La mondialisation n’a pas aboli les frontières

Le commerce international traverse depuis plusieurs années une mauvaise passe. Selon le dernier rapport de l’OMC, les échanges n’ont progressé que de 2,8 % en volume en 2015 et cette tendance anémique devrait perdurer sur 2016. Du côté des négociations commerciales, les nouvelles ne sont guère plus réjouissantes : le cycle de Doha est toujours au point mort… quinze ans après son lancement, faute d’un accord entre les 163 membres de l’OMC. Quant au TTIP, les réticences sont telles en Europe et aux Etats-Unis que la signature d’un traité de libre-échange apparaît compromise.

Si l’ouverture commerciale marque le pas, c’est d’abord parce qu’un puissant vent protectionniste souffle dans la plupart des pays, alimenté par des discours populistes de repli sur soi. Ces discours ont tous un point commun : ils présentent la mondialisation comme l’abolition de toute frontière entre les pays. La planète serait ainsi devenue un vaste espace commercial indifférencié. Cette vision ne correspond toutefois pas à la réalité.

Certes, les pays sont plus ouverts qu’il y a vingt ans : le taux d’ouverture atteint aujourd’hui 30 % en moyenne, contre 20 % en 1996. Mais cela signifie donc que 70 % des marchandises produites ne sont pas exportées et restent à l’intérieur du pays !
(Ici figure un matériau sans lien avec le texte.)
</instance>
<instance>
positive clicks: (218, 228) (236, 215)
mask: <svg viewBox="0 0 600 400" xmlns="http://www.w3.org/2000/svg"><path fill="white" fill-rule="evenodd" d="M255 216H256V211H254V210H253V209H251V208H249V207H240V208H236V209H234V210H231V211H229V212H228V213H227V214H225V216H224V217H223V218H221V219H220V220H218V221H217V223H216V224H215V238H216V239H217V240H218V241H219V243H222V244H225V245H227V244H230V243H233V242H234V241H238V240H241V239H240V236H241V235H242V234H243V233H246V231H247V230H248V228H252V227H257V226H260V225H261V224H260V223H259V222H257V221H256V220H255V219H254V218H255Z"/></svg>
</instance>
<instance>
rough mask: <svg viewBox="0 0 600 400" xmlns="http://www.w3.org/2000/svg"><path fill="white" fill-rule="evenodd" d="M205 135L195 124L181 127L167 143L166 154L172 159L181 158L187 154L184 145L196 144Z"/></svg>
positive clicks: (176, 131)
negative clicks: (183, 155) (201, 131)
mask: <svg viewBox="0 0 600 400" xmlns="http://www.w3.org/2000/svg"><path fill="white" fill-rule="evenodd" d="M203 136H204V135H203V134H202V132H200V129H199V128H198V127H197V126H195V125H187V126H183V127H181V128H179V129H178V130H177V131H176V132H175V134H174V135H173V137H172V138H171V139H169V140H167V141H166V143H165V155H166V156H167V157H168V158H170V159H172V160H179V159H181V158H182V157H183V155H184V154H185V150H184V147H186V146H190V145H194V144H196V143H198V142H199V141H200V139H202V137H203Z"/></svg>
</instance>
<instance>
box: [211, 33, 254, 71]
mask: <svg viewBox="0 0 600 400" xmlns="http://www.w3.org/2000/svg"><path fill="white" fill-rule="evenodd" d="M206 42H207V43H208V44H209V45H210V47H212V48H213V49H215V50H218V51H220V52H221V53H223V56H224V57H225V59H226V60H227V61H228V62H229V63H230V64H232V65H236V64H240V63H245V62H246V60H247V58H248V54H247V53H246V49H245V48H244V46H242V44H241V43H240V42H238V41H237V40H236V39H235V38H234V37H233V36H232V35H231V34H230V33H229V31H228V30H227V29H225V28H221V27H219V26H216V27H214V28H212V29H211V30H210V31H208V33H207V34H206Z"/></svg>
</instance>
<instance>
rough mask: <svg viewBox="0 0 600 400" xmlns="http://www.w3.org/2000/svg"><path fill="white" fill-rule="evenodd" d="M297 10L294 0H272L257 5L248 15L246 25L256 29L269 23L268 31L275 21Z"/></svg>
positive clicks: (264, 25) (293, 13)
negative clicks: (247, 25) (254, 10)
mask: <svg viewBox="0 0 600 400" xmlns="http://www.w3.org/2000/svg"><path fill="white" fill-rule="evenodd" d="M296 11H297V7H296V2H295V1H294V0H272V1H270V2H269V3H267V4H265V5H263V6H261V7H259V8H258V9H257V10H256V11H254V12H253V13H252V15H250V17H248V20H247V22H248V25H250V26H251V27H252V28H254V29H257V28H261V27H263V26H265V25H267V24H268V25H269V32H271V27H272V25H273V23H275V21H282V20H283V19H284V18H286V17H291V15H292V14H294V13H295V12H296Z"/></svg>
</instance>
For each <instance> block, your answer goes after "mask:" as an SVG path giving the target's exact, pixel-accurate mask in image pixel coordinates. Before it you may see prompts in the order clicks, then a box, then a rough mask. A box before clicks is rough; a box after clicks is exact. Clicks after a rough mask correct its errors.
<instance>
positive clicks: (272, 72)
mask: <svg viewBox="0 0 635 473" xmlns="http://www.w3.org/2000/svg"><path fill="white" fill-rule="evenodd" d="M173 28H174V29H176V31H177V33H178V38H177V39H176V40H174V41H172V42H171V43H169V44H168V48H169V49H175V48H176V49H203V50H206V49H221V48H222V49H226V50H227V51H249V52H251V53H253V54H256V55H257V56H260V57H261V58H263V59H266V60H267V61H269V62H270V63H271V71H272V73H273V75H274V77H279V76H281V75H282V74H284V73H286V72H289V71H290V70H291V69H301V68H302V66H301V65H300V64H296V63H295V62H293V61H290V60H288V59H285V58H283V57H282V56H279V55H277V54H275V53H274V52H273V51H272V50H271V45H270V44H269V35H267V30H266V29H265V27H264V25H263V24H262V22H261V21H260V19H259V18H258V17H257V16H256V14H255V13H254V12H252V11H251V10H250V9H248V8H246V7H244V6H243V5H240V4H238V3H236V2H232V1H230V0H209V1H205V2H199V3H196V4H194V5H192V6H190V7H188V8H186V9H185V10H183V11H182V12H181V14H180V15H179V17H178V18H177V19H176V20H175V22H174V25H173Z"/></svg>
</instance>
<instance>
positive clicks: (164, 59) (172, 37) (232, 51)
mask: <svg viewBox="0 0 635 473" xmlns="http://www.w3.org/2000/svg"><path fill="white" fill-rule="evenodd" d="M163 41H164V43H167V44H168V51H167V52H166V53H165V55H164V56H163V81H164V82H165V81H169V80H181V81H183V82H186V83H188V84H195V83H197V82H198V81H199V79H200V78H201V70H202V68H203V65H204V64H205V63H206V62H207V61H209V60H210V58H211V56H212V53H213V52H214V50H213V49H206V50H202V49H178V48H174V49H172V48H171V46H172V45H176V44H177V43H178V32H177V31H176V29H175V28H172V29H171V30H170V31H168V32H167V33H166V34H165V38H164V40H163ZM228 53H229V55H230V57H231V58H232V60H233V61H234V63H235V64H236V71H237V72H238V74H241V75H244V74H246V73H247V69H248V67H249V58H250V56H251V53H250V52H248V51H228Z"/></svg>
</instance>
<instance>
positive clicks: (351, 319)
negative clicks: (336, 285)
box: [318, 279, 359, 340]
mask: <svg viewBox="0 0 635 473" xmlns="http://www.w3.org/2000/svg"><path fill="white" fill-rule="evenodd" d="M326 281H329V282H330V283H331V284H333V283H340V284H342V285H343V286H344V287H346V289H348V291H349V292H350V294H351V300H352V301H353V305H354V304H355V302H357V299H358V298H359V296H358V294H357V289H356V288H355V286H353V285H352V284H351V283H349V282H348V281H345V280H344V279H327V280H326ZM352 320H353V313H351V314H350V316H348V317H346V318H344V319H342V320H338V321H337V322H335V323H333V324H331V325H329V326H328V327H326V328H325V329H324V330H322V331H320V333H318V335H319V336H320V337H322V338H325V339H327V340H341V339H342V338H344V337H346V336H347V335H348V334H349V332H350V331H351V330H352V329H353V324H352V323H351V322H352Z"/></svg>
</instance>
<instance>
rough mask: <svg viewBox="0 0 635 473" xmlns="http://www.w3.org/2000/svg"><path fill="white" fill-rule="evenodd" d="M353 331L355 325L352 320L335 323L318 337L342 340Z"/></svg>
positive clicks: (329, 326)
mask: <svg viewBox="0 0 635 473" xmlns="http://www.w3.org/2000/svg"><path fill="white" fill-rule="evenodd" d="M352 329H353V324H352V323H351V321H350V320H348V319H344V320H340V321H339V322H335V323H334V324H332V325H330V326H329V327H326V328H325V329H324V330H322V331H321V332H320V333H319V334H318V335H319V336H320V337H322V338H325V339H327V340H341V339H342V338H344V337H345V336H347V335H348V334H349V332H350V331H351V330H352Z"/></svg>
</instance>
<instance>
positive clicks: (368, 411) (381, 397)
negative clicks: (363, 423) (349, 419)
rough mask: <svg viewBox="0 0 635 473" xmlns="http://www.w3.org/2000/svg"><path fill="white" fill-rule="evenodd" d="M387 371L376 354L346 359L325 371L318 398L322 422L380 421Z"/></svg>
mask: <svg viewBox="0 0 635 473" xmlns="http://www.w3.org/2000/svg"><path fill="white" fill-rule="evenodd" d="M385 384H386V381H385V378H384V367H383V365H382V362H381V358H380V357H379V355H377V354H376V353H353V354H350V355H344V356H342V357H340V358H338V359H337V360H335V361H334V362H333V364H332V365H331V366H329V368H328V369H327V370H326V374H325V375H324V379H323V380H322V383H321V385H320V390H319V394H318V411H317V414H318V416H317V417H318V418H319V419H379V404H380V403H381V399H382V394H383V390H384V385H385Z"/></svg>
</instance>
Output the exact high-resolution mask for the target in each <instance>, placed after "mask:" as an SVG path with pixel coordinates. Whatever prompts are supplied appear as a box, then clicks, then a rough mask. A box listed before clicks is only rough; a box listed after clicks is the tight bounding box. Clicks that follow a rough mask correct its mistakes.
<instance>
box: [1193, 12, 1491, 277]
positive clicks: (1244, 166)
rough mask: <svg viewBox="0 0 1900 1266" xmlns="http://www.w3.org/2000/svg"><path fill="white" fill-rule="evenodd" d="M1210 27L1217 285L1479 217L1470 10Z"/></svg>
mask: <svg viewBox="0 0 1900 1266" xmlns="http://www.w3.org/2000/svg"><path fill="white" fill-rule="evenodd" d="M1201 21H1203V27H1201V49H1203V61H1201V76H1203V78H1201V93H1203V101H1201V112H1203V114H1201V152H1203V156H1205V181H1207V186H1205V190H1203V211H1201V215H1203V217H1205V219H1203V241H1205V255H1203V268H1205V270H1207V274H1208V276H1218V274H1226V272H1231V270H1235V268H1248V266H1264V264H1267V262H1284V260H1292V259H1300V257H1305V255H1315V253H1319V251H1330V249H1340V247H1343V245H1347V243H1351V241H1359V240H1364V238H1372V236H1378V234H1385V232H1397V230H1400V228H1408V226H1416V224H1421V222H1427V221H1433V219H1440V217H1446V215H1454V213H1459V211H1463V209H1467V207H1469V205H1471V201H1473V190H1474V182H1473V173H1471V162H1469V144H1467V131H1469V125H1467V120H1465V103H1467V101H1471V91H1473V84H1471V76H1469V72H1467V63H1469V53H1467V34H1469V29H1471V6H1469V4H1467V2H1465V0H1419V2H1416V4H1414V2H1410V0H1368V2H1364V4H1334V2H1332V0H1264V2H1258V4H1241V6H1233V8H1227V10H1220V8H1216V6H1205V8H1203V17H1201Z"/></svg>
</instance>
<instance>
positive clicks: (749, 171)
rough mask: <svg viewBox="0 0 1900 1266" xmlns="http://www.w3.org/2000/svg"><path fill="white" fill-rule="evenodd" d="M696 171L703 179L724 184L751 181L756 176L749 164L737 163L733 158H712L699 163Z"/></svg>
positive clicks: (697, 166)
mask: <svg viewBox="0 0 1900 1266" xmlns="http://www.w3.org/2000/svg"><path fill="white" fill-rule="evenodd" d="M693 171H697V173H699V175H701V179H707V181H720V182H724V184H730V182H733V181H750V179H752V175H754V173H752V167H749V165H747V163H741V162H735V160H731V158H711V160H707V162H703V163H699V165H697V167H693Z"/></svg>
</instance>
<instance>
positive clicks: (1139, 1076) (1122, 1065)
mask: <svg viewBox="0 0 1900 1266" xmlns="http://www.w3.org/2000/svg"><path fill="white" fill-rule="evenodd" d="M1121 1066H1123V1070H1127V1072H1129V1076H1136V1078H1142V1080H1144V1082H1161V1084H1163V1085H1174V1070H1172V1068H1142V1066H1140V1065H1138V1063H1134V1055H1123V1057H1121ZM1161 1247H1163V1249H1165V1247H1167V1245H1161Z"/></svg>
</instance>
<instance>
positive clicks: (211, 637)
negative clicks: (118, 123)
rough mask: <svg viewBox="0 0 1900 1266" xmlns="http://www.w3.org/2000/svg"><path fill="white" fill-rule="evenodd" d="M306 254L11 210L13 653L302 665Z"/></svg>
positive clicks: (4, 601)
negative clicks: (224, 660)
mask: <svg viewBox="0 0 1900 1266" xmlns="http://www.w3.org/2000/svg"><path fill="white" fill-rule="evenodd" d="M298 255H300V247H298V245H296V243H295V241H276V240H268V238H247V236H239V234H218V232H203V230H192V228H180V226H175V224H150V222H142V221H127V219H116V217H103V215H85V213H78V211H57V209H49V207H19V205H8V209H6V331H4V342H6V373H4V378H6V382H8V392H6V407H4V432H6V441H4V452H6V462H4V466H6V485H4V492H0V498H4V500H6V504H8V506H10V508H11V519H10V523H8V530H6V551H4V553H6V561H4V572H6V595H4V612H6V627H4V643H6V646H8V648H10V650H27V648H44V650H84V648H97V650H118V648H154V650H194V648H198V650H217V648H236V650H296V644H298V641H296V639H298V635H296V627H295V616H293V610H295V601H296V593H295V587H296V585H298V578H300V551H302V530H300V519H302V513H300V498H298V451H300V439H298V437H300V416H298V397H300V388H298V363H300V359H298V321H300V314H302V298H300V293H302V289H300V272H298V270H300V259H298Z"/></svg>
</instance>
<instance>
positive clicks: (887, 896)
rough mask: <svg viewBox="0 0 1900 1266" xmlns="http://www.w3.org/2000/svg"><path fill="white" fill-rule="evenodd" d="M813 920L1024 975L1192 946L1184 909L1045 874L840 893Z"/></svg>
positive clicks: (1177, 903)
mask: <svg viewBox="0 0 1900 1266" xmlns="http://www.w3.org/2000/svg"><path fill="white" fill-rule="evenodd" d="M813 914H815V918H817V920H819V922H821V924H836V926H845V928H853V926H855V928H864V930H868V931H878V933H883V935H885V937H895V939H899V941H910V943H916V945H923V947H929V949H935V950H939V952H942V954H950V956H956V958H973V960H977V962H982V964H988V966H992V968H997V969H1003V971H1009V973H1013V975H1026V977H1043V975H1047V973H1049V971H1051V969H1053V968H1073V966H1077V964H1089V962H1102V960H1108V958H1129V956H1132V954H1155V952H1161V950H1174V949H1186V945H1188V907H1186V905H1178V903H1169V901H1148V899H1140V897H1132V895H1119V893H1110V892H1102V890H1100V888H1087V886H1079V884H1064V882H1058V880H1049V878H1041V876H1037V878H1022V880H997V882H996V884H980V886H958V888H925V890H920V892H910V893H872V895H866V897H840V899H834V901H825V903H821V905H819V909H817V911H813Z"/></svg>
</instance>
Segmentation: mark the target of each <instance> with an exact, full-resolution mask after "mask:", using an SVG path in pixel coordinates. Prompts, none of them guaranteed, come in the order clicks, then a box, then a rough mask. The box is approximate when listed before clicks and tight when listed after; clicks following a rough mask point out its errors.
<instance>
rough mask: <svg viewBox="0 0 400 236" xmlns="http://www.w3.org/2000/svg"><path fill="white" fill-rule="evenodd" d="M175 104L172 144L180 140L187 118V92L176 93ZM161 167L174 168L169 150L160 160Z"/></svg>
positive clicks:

De même, si tous les pays commercent aujourd’hui avec la Chine, il faut toutefois garder raison : les pays riches commercent d’abord entre eux, surtout lorsqu’ils sont proches géographiquement. N’oublions pas que 70 % du commerce européen a pour destination un autre pays d’Europe. Le premier partenaire commercial de la France, c’est la zone Euro, avec laquelle nous affichons d’ailleurs le plus gros déficit commercial, loin devant celui avec la Chine.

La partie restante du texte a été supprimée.